Scritta la norma trovato l’inganno. L’autonomia sulle materie non subordinate ai Lep parte subito, le risorse verranno assegnate sulla base della spesa storica, i fondi per la riduzione dei divari sono stati svuotati dal governo Meloni e il risultato sarà – nella malaugurata ipotesi che il Dl Calderoli entrasse in vigore – uno solo: si fotograferanno i divari tra territori e, nella migliore delle ipotesi, verranno perpetuati, nella peggiore e più probabile i divari non potranno che amplificarsi.
Iter vero e proprio
Le singole Regioni, sentiti gli enti locali, potranno chiedere al governo le materie sulle quali vogliono avere autonomia e competenza esclusiva. Governo e Regioni, dall’inizio dell’iter, avranno 5 mesi di tempo per definire le intese esautorando completamente il Parlamento. Le intese dovranno anche indicare per quanti anni rimarranno in vigore, in ogni caso la legge dice non più di 10, poi andranno ricontrattate. Se le si vorrà far terminare prima di quanto definito, la Regione dovrà dare un preavviso di 12 mesi. Cosa potrebbe succedere? La Lombardia – ad esempio – potrebbe chiedere energia, beni culturali e sport. Il Piemonte porti, aeroporti e grandi reti di trasporto ecc. Nascerebbe così una repubblica arlecchino.
Colpiti non solo i cittadini ma anche i lavoratori
Una volta definite le intese il governo assegnerà alle Regioni anche il personale afferente alle materie richieste. Una domanda sorge spontanea: che fine farà il contratto collettivo nazionale di lavoro? Il Veneto potrebbe decidere di retribuire in maniera differente dal Friuli Venezia Giulia gli insegnati e gli infermieri. E i lavoratori del porto di Genova avranno stessi diritti, stessi doveri e stesso salario di quelli del porto di Napoli?
Cgil nettamente contraria
“Il Ddl Calderoli è approdato in Aula alla Camera dopo gravi forzature in commissione da parte della maggioranza di governo che sta, di fatto, comprimendo il dibattito parlamentare ed evitando qualsiasi confronto”. Lo afferma, in una nota, il segretario confederale della Cgil Christian Ferrari. “Da questo atteggiamento si potrebbe desumere – sottolinea il dirigente sindacale – l’intenzione di arrivare, nel giro di pochi giorni, all’approvazione definitiva. Ma non c’è alcuna certezza in proposito e, secondo molti, il voto finale slitterà a dopo le elezioni europee”.

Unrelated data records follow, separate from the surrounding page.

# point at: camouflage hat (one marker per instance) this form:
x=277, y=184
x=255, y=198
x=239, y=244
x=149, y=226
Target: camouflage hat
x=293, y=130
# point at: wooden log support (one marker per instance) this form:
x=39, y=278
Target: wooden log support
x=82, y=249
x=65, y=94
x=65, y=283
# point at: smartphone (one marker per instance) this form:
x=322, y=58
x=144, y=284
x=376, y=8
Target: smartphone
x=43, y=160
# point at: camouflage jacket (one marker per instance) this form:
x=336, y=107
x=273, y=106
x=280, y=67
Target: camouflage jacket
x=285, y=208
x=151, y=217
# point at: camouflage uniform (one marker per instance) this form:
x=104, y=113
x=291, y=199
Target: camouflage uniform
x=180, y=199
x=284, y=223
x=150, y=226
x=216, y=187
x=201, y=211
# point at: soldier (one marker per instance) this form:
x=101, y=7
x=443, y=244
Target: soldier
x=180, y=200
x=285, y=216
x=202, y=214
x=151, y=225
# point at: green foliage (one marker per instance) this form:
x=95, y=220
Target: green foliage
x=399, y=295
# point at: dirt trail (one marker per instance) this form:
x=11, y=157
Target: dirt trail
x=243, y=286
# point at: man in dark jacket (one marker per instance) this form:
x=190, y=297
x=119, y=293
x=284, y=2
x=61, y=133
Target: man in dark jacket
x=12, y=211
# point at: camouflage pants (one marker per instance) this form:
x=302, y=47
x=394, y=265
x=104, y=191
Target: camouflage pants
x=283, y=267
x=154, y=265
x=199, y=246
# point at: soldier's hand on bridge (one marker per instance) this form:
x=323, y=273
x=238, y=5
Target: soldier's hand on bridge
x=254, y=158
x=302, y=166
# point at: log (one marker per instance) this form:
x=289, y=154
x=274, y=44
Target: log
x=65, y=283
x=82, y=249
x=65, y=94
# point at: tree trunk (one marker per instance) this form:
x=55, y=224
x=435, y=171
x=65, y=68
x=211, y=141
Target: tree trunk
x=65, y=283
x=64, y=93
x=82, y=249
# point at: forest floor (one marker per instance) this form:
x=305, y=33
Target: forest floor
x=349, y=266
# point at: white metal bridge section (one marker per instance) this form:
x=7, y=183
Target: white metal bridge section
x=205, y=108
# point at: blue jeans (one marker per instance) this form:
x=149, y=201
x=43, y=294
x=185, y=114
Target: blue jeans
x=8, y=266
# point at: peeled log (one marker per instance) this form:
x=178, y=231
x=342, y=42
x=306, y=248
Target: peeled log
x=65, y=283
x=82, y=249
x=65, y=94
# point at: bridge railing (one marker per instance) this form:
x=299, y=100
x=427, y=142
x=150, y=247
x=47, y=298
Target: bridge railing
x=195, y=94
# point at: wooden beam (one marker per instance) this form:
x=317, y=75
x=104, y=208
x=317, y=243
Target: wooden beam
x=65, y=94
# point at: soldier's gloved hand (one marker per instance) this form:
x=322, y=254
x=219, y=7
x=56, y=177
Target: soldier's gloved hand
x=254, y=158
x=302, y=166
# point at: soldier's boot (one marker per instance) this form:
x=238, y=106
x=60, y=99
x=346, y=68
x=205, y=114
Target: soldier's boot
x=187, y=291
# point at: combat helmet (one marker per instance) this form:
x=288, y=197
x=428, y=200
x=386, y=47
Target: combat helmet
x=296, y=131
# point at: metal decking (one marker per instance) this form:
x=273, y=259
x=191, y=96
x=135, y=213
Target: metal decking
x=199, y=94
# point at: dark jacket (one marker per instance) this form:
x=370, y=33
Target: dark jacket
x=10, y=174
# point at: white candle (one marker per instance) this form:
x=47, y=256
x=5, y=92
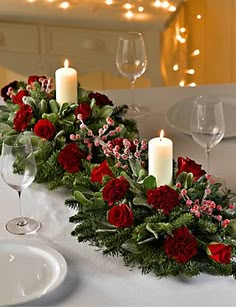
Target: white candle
x=66, y=84
x=160, y=159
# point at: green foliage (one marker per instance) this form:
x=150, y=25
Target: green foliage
x=131, y=226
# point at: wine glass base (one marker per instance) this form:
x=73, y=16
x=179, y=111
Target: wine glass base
x=30, y=226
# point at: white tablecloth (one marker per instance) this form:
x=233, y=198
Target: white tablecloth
x=96, y=280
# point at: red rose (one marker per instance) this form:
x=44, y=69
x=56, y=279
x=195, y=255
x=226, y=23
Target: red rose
x=189, y=166
x=36, y=78
x=101, y=99
x=219, y=252
x=115, y=189
x=120, y=216
x=99, y=171
x=70, y=158
x=164, y=198
x=84, y=109
x=181, y=245
x=4, y=90
x=22, y=118
x=17, y=99
x=44, y=129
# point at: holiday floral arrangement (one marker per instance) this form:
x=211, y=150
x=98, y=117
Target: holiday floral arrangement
x=91, y=148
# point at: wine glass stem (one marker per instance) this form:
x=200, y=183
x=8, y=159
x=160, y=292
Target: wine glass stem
x=22, y=221
x=133, y=105
x=208, y=160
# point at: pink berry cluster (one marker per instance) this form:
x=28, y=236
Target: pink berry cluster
x=112, y=145
x=204, y=206
x=46, y=84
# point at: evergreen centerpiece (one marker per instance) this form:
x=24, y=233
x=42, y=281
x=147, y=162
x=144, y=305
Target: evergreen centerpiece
x=90, y=148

Per Ferrari “è una contraddizione solo apparente. Infatti, a consigliare prudenza nella tempistica è il timore di allarmare gli elettori delle Regioni meridionali. Potremmo quindi assistere alla replica di quanto avvenuto con il Documento di economia e finanza, privo di quadro programmatico. In entrambi i casi, evidentemente, si vogliono rimandare le cattive notizie a dopo il voto”.
Il prossimo 25 maggio a Napoli
“E non c’è dubbio – aggiunge il dirigente Cgil – che il progetto di dividere l’Italia in tante piccole patrie, tenute insieme dall’uomo o dalla donna sola al comando (esito del combinato disposto autonomia/premierato), se diventasse realtà, sarebbe una pessima notizia. E non solo per il Sud, ma per l’intero Paese”.
Per il segretario confederale: “Meno partecipazione e democrazia, una verticalizzazione del potere senza precedenti, messa in discussione di due pilastri dell’unità nazionale come la scuola pubblica e il contratto nazionale di lavoro, nessuna possibilità di adottare politiche industriali e di coesione nazionale, aumento delle diseguaglianze sociali e dei divari territoriali: potrebbe essere ancora più lungo l’elenco dei rischi che corrono le persone che rappresentiamo."
Per questo "continueremo a contrastare queste vere e proprie controriforme istituzionali, che mirano a cancellare la Repubblica parlamentare e la Costituzione nata dalla Resistenza e fondata sul lavoro. E lo faremo – conclude Ferrari – con la grande manifestazione nazionale del prossimo 25 maggio a Napoli, insieme a ‘La Via Maestra’, e utilizzando tutti gli strumenti democratici che abbiamo a disposizione”.